The degree to which businesses and workers learn to trust their AI “colleagues” could play an important role in their business success. Most organizations today say they’re data-driven. Many even call themselves AI-fueled companies.1 There’s plenty of evidence suggesting businesses that use AI pervasively throughout their operations perform at a higher level than those that don’t: Enterprises that have an AI strategy are 1.7 times more likely to achieve their goals than those that lack such a vision.2

Yet the underlying AI tool implemented in a given workflow matters less.3  With cloud vendors increasingly offering prebuilt models, any business can access world-class AI functionality with a few clicks. The top-performing facial recognition vendors ranked by the National Institute of Standards and Technology deliver comparable performance, and they’re all easily accessed through cloud-based services.4 It’s what you do with the tool that’s important—and whether your people, customers, and business trust the results.

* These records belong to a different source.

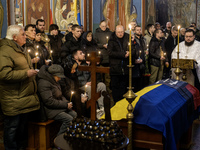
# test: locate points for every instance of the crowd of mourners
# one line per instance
(40, 69)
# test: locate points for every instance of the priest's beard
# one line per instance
(189, 43)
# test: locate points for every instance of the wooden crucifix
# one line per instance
(93, 58)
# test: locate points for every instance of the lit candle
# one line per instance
(36, 55)
(85, 88)
(51, 54)
(178, 38)
(107, 39)
(140, 54)
(72, 92)
(130, 63)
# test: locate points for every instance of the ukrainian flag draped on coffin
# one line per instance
(168, 106)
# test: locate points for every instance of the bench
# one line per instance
(42, 134)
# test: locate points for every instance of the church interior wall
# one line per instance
(181, 12)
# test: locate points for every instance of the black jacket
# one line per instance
(51, 94)
(117, 52)
(101, 39)
(138, 69)
(31, 49)
(154, 51)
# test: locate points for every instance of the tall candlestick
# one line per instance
(130, 62)
(72, 92)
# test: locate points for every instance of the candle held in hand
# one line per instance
(72, 92)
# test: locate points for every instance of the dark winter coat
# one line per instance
(101, 39)
(51, 93)
(154, 51)
(17, 90)
(88, 46)
(117, 52)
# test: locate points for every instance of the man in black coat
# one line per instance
(118, 55)
(170, 44)
(101, 36)
(72, 43)
(55, 104)
(157, 57)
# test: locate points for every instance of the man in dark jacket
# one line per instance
(17, 85)
(170, 44)
(118, 55)
(157, 57)
(139, 60)
(30, 46)
(71, 44)
(55, 104)
(102, 35)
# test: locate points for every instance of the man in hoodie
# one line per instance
(72, 43)
(55, 104)
(157, 57)
(17, 85)
(101, 36)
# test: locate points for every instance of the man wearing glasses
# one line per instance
(189, 49)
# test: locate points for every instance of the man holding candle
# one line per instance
(30, 43)
(17, 85)
(102, 36)
(157, 57)
(189, 49)
(56, 106)
(119, 59)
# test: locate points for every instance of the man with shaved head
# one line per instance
(118, 56)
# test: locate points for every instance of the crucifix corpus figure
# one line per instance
(93, 58)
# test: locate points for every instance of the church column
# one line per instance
(85, 15)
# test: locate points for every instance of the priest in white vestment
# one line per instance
(189, 49)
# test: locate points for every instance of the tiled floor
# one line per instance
(195, 138)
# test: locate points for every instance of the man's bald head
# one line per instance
(119, 31)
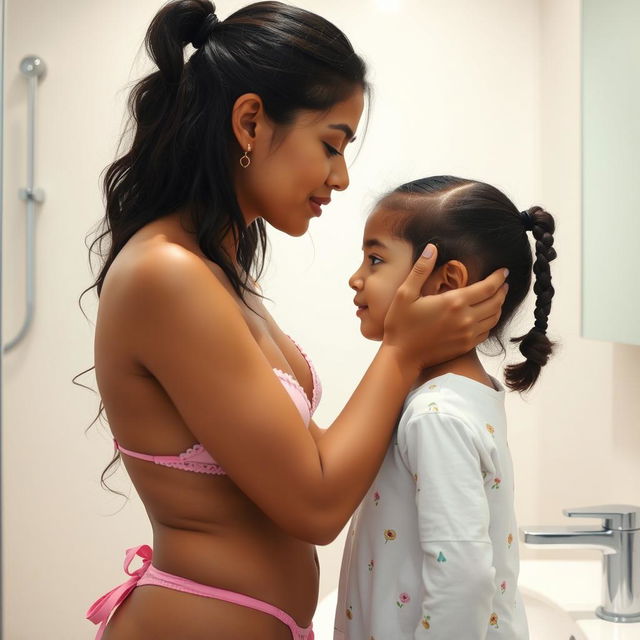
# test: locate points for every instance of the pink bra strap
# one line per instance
(317, 387)
(100, 611)
(145, 456)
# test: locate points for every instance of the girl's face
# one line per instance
(386, 263)
(293, 174)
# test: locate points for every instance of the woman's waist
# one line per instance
(269, 566)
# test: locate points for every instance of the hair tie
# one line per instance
(527, 220)
(204, 32)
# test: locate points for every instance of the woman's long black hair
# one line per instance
(183, 147)
(477, 224)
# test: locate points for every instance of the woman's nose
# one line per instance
(339, 177)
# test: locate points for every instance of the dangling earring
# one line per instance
(245, 160)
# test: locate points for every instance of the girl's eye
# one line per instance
(332, 150)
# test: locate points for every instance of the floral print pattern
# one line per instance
(389, 534)
(403, 599)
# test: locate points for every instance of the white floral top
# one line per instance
(432, 551)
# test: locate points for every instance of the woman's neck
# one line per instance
(467, 365)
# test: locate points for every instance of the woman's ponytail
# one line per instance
(173, 27)
(535, 346)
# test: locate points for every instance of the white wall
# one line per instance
(487, 90)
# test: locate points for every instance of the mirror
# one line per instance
(611, 164)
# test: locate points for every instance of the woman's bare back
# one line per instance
(205, 528)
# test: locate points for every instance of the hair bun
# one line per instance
(206, 29)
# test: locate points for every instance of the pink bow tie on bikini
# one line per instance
(100, 611)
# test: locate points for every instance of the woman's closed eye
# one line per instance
(331, 150)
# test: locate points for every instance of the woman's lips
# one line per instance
(317, 203)
(315, 207)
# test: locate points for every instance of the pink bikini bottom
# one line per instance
(101, 610)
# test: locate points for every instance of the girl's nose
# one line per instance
(356, 282)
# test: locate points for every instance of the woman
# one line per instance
(251, 129)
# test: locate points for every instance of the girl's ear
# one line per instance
(451, 275)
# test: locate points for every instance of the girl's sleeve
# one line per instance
(444, 456)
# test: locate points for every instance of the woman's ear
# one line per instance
(451, 275)
(247, 117)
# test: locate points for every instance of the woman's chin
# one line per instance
(371, 333)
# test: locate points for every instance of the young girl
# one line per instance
(209, 401)
(432, 551)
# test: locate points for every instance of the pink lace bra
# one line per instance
(199, 460)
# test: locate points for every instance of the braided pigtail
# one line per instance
(535, 346)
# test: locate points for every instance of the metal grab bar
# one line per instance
(34, 68)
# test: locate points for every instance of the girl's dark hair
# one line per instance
(183, 147)
(477, 224)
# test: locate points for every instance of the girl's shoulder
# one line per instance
(452, 398)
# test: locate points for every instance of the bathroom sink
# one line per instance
(547, 620)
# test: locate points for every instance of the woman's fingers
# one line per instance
(420, 272)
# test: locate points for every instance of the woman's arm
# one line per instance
(188, 332)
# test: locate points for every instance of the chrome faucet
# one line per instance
(619, 541)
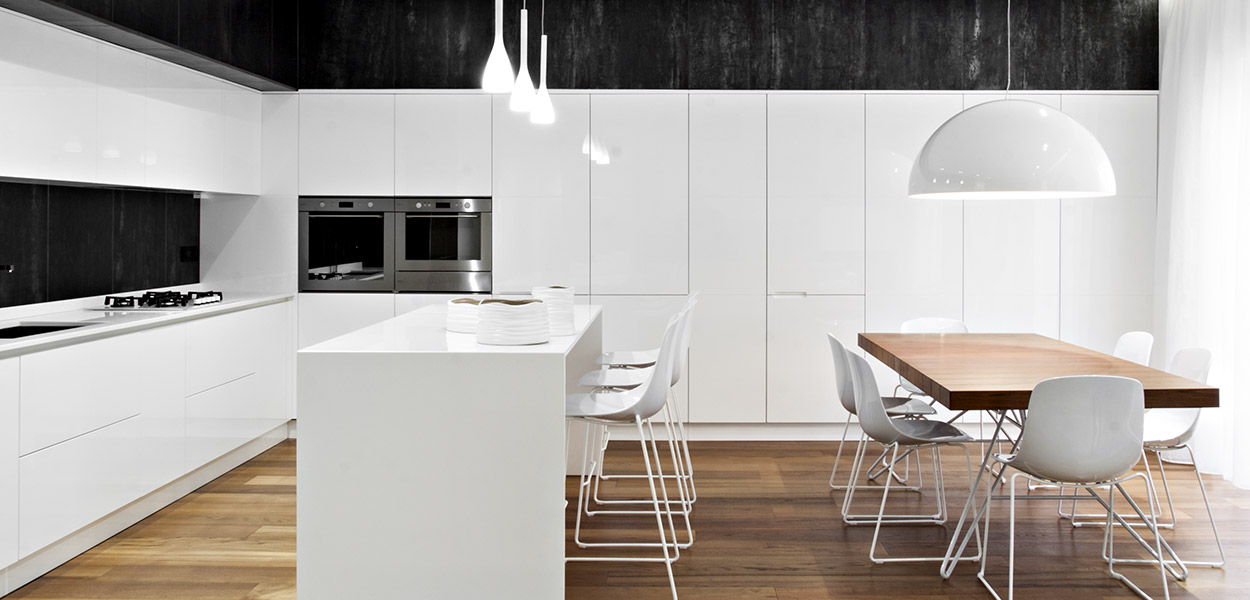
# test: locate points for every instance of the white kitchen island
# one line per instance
(433, 466)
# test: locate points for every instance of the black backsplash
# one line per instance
(740, 44)
(69, 241)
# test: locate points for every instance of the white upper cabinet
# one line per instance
(541, 205)
(48, 101)
(815, 193)
(639, 190)
(443, 145)
(915, 248)
(8, 463)
(728, 193)
(348, 144)
(123, 114)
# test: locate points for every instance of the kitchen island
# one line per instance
(433, 466)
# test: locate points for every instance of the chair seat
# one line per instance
(906, 406)
(614, 405)
(630, 358)
(914, 431)
(615, 378)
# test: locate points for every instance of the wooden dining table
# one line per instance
(996, 373)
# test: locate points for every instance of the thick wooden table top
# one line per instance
(995, 371)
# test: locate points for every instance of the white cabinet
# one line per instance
(728, 359)
(1109, 244)
(815, 186)
(73, 390)
(185, 145)
(323, 316)
(348, 144)
(728, 193)
(541, 206)
(443, 145)
(639, 218)
(8, 463)
(801, 385)
(48, 100)
(915, 248)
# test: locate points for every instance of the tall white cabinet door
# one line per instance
(348, 144)
(728, 193)
(915, 248)
(801, 385)
(1011, 256)
(728, 359)
(541, 205)
(8, 463)
(639, 191)
(815, 186)
(443, 145)
(1109, 243)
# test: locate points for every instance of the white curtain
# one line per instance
(1204, 211)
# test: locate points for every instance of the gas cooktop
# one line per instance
(161, 300)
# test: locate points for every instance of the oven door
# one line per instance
(443, 241)
(346, 251)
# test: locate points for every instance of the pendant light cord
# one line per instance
(1006, 91)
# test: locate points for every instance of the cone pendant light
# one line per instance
(523, 93)
(1011, 149)
(498, 76)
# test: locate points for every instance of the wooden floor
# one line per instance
(766, 528)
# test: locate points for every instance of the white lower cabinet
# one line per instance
(728, 359)
(323, 316)
(8, 463)
(801, 385)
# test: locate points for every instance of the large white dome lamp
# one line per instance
(1011, 149)
(498, 76)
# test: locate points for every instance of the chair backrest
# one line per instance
(1135, 346)
(933, 325)
(868, 401)
(1083, 429)
(843, 374)
(654, 391)
(684, 340)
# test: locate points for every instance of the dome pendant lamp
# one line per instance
(498, 76)
(523, 93)
(1011, 150)
(541, 113)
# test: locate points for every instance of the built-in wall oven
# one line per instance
(443, 244)
(346, 244)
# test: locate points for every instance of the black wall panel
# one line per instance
(68, 241)
(740, 44)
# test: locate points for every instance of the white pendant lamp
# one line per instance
(541, 111)
(523, 93)
(498, 76)
(1011, 149)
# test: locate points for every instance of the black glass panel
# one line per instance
(443, 238)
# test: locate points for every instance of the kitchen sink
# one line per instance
(28, 329)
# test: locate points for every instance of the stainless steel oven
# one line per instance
(443, 244)
(346, 244)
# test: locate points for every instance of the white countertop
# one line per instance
(425, 330)
(108, 323)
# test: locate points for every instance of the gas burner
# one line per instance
(163, 300)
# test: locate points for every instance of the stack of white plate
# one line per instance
(513, 323)
(559, 300)
(463, 315)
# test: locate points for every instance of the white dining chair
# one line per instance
(845, 388)
(1135, 346)
(1083, 431)
(901, 435)
(639, 406)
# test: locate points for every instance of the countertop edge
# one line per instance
(158, 320)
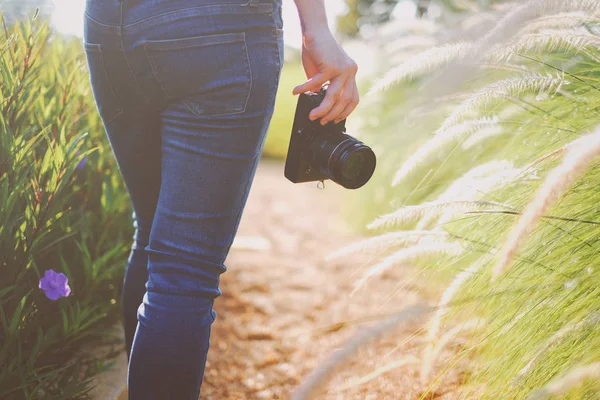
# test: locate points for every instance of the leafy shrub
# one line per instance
(494, 171)
(63, 207)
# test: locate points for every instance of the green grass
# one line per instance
(551, 287)
(55, 213)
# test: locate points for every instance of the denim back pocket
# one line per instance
(209, 74)
(108, 105)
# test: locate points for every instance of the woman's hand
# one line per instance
(324, 60)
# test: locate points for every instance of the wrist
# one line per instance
(310, 33)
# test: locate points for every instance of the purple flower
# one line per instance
(82, 163)
(55, 285)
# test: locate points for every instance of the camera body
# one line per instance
(317, 152)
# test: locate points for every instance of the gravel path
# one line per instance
(284, 309)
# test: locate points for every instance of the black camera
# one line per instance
(319, 152)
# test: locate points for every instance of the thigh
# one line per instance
(133, 128)
(211, 143)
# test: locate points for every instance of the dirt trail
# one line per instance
(276, 320)
(279, 294)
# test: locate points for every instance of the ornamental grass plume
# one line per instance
(422, 63)
(518, 85)
(438, 143)
(575, 40)
(591, 320)
(412, 213)
(314, 384)
(441, 310)
(579, 155)
(572, 378)
(410, 254)
(55, 285)
(386, 241)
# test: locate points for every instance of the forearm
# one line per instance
(313, 17)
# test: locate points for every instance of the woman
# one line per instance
(186, 90)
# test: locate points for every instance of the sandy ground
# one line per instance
(284, 309)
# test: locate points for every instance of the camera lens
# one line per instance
(343, 159)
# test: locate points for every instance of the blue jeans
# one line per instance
(186, 90)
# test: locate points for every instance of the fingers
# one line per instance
(346, 97)
(333, 92)
(314, 84)
(350, 106)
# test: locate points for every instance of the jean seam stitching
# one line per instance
(186, 12)
(207, 40)
(119, 111)
(248, 86)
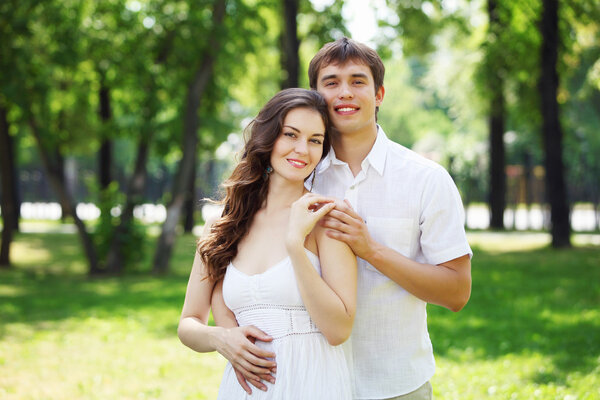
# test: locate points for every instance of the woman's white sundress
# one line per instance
(308, 367)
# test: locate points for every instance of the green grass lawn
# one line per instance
(530, 331)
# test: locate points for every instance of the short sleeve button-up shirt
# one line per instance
(411, 205)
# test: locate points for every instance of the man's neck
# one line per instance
(353, 148)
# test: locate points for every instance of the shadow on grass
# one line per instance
(542, 302)
(49, 284)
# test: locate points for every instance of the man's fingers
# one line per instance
(258, 360)
(324, 210)
(253, 331)
(242, 381)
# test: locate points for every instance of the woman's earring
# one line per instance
(267, 172)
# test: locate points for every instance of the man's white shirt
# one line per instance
(411, 205)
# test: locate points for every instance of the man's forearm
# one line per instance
(447, 284)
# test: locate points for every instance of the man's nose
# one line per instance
(345, 92)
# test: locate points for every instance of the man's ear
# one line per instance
(379, 96)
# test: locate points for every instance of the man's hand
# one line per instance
(250, 362)
(344, 224)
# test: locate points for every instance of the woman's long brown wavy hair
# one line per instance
(246, 189)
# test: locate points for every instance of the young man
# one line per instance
(402, 216)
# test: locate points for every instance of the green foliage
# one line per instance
(133, 238)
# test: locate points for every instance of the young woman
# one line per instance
(288, 291)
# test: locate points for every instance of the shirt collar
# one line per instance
(375, 158)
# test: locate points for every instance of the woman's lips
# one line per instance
(297, 163)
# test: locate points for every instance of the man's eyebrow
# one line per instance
(356, 75)
(330, 76)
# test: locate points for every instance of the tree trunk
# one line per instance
(135, 191)
(497, 198)
(190, 202)
(551, 128)
(497, 194)
(195, 92)
(55, 172)
(7, 174)
(290, 60)
(105, 153)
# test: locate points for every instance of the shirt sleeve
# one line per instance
(442, 220)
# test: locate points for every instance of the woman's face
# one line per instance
(299, 147)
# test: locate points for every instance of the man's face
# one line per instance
(349, 90)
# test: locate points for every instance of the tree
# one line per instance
(195, 91)
(7, 178)
(290, 59)
(551, 127)
(495, 73)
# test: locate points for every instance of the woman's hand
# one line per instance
(305, 213)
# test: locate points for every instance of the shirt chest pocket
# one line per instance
(395, 233)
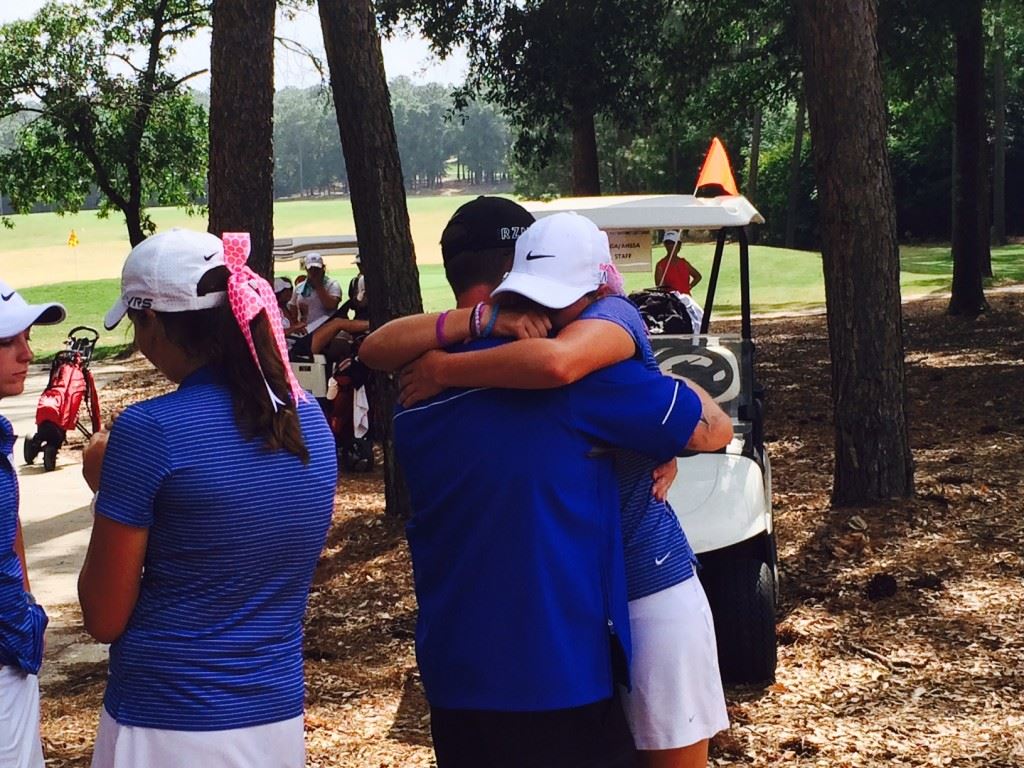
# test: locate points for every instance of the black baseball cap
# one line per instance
(483, 224)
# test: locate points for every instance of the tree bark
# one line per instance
(241, 176)
(586, 176)
(793, 202)
(970, 190)
(843, 83)
(752, 180)
(378, 195)
(999, 131)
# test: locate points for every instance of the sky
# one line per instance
(403, 55)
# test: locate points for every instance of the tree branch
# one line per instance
(297, 47)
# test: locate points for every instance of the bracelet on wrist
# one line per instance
(439, 330)
(477, 316)
(491, 323)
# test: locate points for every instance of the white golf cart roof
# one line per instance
(655, 211)
(286, 249)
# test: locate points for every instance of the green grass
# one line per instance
(781, 280)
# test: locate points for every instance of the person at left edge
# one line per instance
(22, 621)
(223, 489)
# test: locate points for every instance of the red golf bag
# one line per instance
(70, 383)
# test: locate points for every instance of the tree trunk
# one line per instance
(971, 226)
(999, 129)
(793, 202)
(133, 220)
(843, 84)
(586, 177)
(241, 177)
(752, 178)
(368, 140)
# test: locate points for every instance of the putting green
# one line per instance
(37, 251)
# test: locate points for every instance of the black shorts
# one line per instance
(591, 736)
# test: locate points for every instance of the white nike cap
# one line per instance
(163, 273)
(557, 260)
(16, 314)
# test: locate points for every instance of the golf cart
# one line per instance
(723, 499)
(340, 389)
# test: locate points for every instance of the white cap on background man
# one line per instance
(16, 314)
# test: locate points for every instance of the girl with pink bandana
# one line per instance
(212, 507)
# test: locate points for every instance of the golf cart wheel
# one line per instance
(50, 458)
(741, 594)
(357, 456)
(31, 448)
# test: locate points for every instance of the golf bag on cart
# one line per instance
(348, 413)
(57, 413)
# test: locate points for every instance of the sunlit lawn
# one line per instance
(36, 251)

So what may matter in the future is not who can craft the best algorithm, but rather who can use AI most effectively. As algorithms increasingly shoulder probabilistic tasks such as object detection, speech recognition, and image and text generation, the real impact of AI applications may depend on how much their human colleagues understand and agree with what they’re doing. People don’t embrace what they don’t understand. We spent the last 10 years trying to get machines to understand us better. Now it looks like the next 10 years might be more about innovations that help us understand machines.

Developing processes that leverage AI in transparent and explainable ways will be key to spurring adoption.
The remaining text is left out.